Работы в этом огромном подземном пространстве, освещенном двумя дуговыми фонарями, производили сильное впечатление, и многие жители города перебывали в шахте. Человек, стоящий на дне пещеры, казался пигмеем. Озаренные красноватым светом фонарей, прикрепленных на двух высоких столбах, со всех сторон поднимались стены, покрытые белым кремневым натеком, который образовывал причудливые фестоны, гирлянды, выступы и колонны какого-то фантастического стиля – с поперечными желобами, карнизами и отростками. Со свода свешивались толстые, но короткие сталактиты, также покрытые желобками и карнизами и бросавшие резкие тени. Вдоль одной из стен на протяжении 20 м громоздились леса, доходившие до свода, на их ярусах копошились рабочие, которые сверлили и срывали толстую кору натека и затем выламывали глыбы из освободившейся поверхности гранита, покрытой драгоценными кристаллами. Куски натека и глыбы породы спускались лебедками вниз, нагружались в вагончики и вывозились по галерее в шахту. Слышался стук и скрежет молотков, зубил и буров, визг цепей, грохот глыб, вываливаемых в вагончики.

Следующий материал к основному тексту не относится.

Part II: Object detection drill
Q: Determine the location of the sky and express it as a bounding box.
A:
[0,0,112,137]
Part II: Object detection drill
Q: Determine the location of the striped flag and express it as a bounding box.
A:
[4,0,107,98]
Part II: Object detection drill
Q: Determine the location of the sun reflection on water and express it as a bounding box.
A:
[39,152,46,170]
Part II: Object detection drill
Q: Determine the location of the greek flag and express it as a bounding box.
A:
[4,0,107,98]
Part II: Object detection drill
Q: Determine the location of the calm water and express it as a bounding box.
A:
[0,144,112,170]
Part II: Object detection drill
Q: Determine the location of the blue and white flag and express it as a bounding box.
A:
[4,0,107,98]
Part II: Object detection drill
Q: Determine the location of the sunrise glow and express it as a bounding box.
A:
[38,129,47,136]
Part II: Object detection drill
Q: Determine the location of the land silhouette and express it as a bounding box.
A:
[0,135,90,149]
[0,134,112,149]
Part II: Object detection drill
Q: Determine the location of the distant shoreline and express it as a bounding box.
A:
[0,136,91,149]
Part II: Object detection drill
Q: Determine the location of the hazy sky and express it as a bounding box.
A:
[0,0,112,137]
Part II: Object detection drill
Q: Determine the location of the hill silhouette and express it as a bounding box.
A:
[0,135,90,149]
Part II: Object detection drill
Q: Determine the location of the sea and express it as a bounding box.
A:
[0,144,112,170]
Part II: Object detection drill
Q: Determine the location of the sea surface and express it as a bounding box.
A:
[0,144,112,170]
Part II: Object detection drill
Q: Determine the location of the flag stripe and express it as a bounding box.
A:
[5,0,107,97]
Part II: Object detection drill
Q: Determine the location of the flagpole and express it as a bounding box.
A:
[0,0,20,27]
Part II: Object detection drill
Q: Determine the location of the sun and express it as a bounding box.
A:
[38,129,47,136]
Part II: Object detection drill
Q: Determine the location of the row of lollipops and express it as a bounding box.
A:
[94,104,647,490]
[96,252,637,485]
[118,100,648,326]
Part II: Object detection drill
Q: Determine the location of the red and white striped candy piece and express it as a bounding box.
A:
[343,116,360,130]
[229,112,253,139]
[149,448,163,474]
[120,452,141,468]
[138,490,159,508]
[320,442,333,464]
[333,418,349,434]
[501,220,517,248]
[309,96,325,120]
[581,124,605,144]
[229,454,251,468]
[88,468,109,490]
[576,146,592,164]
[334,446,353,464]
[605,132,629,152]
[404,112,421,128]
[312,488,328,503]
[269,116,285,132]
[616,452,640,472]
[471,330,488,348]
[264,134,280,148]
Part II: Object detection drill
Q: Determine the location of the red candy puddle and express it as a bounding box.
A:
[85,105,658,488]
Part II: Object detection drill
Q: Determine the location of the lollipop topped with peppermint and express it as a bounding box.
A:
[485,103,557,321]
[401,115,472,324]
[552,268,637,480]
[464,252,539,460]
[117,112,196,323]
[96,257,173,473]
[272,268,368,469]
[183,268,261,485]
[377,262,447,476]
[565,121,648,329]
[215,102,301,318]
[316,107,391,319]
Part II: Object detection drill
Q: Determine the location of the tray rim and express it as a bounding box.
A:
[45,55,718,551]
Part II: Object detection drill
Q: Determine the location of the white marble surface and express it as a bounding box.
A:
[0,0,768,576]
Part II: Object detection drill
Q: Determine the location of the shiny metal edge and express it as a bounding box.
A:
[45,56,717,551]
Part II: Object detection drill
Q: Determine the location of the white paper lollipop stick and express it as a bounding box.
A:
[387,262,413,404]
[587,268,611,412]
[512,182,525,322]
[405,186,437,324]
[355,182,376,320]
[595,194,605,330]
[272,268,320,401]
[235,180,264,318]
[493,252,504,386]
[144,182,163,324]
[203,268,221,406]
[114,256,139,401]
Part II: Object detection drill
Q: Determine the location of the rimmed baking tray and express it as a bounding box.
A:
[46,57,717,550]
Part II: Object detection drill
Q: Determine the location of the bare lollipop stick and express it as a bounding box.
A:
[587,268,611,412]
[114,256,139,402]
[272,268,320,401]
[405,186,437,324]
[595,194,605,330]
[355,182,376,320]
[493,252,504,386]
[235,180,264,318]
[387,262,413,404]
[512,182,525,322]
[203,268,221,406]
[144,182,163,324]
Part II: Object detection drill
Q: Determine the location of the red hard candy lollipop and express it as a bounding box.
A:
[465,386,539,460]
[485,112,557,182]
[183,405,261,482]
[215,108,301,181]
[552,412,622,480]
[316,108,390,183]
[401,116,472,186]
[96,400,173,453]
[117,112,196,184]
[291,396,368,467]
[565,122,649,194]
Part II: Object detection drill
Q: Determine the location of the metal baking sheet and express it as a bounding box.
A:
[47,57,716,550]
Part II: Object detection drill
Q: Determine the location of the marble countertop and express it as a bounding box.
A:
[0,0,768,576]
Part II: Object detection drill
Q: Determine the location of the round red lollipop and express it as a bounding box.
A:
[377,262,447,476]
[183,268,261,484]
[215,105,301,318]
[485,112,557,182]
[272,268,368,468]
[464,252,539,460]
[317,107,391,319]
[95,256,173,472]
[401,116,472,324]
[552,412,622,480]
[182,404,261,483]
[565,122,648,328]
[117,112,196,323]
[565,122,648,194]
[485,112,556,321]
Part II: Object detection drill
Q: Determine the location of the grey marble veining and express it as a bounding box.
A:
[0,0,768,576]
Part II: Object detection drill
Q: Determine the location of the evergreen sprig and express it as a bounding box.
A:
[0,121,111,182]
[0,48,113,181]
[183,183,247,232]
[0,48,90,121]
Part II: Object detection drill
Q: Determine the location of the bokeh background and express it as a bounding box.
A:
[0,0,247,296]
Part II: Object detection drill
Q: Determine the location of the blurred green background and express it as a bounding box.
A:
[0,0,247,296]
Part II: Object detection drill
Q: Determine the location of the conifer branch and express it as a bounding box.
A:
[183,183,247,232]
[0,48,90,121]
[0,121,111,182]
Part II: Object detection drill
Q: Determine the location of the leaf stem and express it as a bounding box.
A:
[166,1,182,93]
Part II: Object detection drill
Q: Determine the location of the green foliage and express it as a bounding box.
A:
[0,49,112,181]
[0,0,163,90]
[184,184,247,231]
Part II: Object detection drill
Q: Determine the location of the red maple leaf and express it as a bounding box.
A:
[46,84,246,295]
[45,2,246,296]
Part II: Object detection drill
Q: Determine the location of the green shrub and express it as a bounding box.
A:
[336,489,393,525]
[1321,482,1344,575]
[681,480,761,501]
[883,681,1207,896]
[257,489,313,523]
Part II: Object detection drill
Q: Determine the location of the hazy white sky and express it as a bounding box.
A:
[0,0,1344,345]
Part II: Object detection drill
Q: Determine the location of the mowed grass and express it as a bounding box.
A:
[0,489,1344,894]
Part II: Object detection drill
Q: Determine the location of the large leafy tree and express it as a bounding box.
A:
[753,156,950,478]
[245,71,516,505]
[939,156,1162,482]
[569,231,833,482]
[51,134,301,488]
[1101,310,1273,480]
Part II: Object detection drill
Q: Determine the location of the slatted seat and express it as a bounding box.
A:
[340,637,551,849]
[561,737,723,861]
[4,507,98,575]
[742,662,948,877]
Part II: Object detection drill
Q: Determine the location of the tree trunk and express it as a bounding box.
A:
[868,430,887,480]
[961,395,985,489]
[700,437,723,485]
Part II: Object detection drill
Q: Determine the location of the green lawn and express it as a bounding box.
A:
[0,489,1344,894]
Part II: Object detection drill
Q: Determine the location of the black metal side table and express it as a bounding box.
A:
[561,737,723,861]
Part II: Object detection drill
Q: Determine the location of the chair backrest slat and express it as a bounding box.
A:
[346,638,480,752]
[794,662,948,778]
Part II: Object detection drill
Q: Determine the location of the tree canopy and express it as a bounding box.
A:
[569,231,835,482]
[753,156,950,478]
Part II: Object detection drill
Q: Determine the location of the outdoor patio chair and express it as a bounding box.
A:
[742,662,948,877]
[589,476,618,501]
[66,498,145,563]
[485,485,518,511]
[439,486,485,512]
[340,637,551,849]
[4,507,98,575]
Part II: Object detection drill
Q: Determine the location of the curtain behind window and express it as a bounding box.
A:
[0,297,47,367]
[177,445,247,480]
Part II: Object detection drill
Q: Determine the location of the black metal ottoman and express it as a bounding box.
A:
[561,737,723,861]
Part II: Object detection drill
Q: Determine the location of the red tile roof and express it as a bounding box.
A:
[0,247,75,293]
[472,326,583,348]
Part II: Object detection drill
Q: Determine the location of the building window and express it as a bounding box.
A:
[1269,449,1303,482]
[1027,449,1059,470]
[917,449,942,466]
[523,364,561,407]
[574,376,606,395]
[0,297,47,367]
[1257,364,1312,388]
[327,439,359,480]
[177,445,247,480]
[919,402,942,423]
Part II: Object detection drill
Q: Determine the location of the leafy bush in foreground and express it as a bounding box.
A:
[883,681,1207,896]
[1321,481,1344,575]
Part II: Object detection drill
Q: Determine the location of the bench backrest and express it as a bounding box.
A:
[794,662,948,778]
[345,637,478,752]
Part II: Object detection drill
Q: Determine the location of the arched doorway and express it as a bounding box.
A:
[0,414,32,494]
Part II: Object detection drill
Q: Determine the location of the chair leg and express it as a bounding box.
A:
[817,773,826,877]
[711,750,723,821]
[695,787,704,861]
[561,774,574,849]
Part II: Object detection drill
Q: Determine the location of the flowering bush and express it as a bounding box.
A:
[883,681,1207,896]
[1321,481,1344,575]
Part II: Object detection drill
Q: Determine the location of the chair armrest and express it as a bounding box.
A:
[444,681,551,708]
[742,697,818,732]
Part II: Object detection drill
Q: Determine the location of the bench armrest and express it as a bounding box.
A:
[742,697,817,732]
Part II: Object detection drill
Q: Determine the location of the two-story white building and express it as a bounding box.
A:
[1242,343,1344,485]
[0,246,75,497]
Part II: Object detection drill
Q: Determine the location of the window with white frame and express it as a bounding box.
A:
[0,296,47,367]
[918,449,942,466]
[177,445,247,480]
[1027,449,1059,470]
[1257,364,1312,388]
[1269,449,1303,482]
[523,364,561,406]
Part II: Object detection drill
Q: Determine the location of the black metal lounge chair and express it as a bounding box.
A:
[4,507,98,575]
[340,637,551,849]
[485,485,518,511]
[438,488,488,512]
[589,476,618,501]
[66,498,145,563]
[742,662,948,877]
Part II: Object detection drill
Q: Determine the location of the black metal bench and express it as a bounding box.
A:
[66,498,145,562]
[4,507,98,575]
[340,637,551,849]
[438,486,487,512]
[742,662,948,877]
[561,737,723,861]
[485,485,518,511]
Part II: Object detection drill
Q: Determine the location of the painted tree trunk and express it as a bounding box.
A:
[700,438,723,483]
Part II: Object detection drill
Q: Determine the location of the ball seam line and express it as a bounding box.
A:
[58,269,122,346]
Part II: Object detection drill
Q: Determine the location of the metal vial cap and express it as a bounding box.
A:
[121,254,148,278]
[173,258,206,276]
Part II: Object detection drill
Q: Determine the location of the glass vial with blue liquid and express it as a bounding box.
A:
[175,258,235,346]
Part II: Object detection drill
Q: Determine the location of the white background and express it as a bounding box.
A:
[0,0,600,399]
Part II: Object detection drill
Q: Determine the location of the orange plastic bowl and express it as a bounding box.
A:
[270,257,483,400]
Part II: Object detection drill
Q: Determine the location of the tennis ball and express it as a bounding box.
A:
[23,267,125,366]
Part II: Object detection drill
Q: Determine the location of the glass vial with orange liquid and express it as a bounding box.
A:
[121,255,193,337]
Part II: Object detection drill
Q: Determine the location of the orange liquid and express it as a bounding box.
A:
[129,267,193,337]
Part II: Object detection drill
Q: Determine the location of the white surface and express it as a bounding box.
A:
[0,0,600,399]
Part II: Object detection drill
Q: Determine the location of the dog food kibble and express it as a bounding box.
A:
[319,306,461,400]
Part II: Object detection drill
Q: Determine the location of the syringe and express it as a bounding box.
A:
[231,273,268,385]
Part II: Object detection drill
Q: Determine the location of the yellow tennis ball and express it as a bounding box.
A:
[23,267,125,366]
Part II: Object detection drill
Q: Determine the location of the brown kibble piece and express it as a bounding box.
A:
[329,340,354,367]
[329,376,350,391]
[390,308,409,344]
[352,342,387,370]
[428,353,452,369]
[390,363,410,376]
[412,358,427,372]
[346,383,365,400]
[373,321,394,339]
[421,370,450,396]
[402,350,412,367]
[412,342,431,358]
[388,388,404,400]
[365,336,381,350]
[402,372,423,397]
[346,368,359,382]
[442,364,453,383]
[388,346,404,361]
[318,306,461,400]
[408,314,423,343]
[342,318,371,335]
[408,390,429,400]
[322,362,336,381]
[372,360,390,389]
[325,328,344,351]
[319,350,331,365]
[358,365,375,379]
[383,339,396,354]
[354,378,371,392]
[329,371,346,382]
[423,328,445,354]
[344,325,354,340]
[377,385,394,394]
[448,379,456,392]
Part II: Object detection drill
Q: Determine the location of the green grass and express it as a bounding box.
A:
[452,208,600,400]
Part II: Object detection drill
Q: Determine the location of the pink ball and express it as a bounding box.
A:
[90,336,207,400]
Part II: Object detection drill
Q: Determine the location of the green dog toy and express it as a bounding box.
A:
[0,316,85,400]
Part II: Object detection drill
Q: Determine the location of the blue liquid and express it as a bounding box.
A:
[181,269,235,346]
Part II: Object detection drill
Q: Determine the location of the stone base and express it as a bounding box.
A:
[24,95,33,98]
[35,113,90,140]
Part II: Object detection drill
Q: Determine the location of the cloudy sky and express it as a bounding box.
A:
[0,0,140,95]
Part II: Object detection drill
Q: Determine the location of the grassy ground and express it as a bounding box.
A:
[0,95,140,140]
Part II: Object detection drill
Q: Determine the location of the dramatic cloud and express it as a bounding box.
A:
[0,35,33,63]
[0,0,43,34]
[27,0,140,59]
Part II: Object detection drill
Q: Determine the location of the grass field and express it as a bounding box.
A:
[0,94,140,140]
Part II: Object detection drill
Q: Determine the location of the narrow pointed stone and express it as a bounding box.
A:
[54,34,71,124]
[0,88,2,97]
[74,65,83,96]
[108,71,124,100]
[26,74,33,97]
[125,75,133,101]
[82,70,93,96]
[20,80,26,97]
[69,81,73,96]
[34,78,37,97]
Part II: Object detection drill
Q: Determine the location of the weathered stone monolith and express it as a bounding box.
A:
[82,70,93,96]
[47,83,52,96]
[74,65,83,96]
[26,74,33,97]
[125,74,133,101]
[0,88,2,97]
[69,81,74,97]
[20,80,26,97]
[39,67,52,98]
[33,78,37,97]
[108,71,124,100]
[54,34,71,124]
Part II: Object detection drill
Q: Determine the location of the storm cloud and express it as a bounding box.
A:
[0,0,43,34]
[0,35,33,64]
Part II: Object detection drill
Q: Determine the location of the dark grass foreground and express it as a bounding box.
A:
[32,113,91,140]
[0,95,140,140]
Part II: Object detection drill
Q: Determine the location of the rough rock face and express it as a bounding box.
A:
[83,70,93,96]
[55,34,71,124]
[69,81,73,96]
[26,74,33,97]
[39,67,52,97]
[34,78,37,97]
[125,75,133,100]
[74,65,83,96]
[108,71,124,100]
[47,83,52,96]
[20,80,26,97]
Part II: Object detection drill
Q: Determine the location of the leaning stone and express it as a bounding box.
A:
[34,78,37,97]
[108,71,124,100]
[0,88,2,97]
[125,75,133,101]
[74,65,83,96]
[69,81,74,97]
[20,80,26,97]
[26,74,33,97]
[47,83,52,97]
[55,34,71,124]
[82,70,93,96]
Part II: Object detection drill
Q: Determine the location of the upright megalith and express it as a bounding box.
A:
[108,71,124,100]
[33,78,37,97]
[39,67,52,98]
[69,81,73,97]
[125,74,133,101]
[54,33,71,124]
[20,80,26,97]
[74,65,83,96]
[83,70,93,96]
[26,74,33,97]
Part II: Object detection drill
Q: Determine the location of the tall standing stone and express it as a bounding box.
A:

В первые дни, пока в пещере еще сохранялись остатки воды, покрывавшей каплями все выступы и впадины стенок и свода, зрелище было еще красивее, так как эти капли отражали лучи света и блестели повсюду, словно алмазы. Но постепенно благодаря высокой температуре и вентиляции вода совершенно испарилась, и воздух сделался сухим, как в гигантской печке. Рабочие были нагие, в сандалиях, но тело их для предохранения от жары было покрыто слоем жира, а на головы надеты маски.
Ельников и Киото часто посещали пещеру, наблюдая за работой, которая давала акционерному обществу огромные барыши, не предусмотренные сметой и позволявшие окончить сооружение шахты, сколько бы это ни стоило.
– Жаль будет бросить это подземное пространство, исчерпав запасы драгоценностей! – сказал Ельников однажды, когда уже половина площади стен была очищена от натека и своей желтой ровной поверхностью с блестящими зернами кварца, кристаллами полевых шпатов и крупными таблицами белой и черной слюды резко контрастировала с остальной частью, еще покрытой натеком.
– Зачем же бросать пещеру? – усмехнулся Киото. – Мы оставим ее для подземных балов и обедов в торжественных случаях.